Electrical measurements in reaction zones of high explosives

Abstract

Electrical conductivity profiles with nanosecond and subnanosecond time resolution have been determined for some condensed high explosives using a dynamic conductivity cell. Three explosives are treated in detail, namely, nitromethane, Composition B, and liquid TNT. Each explosive presents a somewhat different conductivity profile as well as a different value for the peak conductivity. The peak conductivity for nitromethane is about 160 mhos per meter, and the peak occurs between 1.5 and 2 nsec behind the detonation front. The conductivity thereafter decreases to a nearly constant value of about 135 mhos per meter, falling off only slightly in the Taylor wave. The conductivity of Composition B, on the other hand climbs steadily, reaching a peak value of 1100 mhos per meter between 80 and 100 nsec after passage of the detonation front.
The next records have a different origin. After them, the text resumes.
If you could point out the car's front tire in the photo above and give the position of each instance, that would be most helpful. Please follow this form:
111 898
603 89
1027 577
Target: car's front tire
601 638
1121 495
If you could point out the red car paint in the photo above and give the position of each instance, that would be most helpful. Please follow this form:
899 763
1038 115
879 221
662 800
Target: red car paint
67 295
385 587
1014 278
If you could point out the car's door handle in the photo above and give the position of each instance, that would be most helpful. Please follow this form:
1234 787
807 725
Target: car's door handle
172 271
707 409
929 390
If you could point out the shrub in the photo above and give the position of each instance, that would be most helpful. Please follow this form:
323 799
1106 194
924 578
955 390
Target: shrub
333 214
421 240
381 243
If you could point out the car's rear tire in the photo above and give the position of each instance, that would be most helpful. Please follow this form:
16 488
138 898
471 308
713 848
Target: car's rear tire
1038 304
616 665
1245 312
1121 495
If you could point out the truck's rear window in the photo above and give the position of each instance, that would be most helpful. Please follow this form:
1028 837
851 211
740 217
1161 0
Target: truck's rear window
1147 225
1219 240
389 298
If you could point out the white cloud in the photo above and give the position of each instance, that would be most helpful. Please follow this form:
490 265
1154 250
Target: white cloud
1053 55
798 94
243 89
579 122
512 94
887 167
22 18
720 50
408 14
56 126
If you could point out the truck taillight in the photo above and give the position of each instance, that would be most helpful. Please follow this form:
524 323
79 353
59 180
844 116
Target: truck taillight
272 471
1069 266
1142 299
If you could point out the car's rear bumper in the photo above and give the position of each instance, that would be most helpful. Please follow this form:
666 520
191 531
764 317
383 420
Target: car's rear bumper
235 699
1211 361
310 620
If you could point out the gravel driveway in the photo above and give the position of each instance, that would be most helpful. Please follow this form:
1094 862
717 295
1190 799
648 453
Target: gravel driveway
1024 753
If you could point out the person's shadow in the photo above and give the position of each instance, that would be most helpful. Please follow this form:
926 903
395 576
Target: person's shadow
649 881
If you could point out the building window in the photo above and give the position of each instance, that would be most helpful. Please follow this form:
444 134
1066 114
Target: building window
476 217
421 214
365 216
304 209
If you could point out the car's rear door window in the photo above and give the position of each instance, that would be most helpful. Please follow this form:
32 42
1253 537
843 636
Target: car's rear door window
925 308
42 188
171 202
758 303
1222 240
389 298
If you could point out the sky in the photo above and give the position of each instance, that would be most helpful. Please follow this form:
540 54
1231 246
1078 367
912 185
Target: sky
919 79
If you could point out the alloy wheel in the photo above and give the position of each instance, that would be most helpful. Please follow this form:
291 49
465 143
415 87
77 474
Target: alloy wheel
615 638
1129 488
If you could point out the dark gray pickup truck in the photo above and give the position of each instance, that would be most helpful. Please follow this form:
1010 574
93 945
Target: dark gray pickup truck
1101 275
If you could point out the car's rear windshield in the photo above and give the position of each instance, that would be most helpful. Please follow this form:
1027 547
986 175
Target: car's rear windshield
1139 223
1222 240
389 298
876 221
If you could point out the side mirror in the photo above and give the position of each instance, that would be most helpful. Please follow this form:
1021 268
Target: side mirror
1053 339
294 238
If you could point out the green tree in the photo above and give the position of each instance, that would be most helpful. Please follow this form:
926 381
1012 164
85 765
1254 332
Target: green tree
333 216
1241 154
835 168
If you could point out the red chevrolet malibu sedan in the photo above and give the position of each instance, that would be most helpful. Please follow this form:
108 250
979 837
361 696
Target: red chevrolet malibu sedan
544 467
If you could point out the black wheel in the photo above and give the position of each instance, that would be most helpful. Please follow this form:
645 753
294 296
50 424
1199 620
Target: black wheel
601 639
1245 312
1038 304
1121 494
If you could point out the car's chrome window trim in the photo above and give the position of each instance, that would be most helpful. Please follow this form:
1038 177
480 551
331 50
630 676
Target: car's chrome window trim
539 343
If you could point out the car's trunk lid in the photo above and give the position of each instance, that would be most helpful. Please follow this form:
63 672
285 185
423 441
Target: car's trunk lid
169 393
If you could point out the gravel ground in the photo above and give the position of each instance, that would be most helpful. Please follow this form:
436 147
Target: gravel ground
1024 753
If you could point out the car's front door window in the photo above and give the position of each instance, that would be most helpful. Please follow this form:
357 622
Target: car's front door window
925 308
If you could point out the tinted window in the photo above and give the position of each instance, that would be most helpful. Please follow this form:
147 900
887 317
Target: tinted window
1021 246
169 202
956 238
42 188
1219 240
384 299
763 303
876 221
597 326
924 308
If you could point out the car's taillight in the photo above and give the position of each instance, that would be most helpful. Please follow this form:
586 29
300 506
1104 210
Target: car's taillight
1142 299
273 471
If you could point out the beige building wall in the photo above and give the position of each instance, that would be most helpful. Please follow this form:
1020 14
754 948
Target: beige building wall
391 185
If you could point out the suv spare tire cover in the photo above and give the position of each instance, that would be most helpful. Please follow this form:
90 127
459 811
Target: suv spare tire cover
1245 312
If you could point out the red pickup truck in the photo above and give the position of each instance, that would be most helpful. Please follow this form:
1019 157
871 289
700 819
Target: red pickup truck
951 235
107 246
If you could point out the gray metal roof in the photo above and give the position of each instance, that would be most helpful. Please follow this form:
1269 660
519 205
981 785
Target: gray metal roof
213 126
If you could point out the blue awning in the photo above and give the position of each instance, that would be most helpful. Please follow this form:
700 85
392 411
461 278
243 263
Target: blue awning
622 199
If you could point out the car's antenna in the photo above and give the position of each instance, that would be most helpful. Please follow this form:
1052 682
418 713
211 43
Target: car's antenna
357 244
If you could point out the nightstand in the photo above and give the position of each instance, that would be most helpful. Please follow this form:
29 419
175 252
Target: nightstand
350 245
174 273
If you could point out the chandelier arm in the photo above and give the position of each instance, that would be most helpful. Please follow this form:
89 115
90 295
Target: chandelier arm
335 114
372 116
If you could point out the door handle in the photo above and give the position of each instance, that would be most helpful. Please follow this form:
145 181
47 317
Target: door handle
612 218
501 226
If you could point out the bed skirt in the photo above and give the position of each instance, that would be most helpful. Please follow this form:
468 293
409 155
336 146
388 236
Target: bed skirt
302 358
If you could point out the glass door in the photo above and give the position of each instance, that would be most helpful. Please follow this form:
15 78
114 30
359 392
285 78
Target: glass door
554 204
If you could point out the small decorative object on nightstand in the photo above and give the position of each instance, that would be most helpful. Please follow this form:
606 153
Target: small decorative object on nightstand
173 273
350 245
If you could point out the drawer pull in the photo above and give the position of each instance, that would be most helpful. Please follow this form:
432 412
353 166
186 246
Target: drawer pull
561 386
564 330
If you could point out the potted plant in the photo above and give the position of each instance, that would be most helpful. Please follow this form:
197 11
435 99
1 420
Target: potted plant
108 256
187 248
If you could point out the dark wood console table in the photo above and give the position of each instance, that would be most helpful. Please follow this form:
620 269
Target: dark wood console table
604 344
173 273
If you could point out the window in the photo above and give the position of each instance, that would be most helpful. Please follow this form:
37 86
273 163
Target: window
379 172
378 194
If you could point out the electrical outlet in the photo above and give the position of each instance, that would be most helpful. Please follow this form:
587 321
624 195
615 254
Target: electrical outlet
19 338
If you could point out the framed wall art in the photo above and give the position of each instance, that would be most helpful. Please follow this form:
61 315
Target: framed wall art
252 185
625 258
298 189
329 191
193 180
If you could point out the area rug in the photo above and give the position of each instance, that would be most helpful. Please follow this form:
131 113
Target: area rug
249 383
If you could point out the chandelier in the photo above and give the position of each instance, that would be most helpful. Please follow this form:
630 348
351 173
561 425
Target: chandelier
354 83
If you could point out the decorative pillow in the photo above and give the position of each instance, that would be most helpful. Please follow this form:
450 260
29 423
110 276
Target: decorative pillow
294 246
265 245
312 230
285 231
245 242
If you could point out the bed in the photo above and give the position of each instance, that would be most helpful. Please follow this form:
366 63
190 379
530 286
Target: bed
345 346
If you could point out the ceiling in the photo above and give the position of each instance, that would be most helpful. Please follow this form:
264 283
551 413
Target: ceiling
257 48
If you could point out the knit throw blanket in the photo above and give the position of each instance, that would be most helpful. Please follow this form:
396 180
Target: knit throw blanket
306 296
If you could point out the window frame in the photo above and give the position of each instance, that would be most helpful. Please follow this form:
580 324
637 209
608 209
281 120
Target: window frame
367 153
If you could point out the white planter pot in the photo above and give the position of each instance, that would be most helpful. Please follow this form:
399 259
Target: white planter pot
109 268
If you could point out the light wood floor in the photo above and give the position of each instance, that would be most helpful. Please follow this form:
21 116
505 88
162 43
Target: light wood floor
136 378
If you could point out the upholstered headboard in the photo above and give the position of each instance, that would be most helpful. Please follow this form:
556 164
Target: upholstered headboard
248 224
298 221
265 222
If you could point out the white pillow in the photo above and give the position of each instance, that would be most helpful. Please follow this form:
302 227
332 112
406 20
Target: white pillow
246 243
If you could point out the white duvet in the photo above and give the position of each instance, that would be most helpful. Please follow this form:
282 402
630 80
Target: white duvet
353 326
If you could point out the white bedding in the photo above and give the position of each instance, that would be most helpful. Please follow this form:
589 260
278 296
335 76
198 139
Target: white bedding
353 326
Liquid TNT reaches peak conductivity about 20 nsec after the passage of detonation, front, even though the peak value of the conductivity is nearly an order of magnitude higher than that of Composition B. The profile experiments show that it is unlikely that a single value of the conductivity for detonation products is meaningful. However, the curves of conductivity as a function of time do have certain similarities in their shapes. If the conductivities at corresponding points on each curve, say the maximum, are compared, a strong correlation with the available estimates of the density of solid carbon in the detonation products is evident. This leads to the hypothesis that, in carbon rich explosives, conduction is principally by a continuous network of solid carbon particles.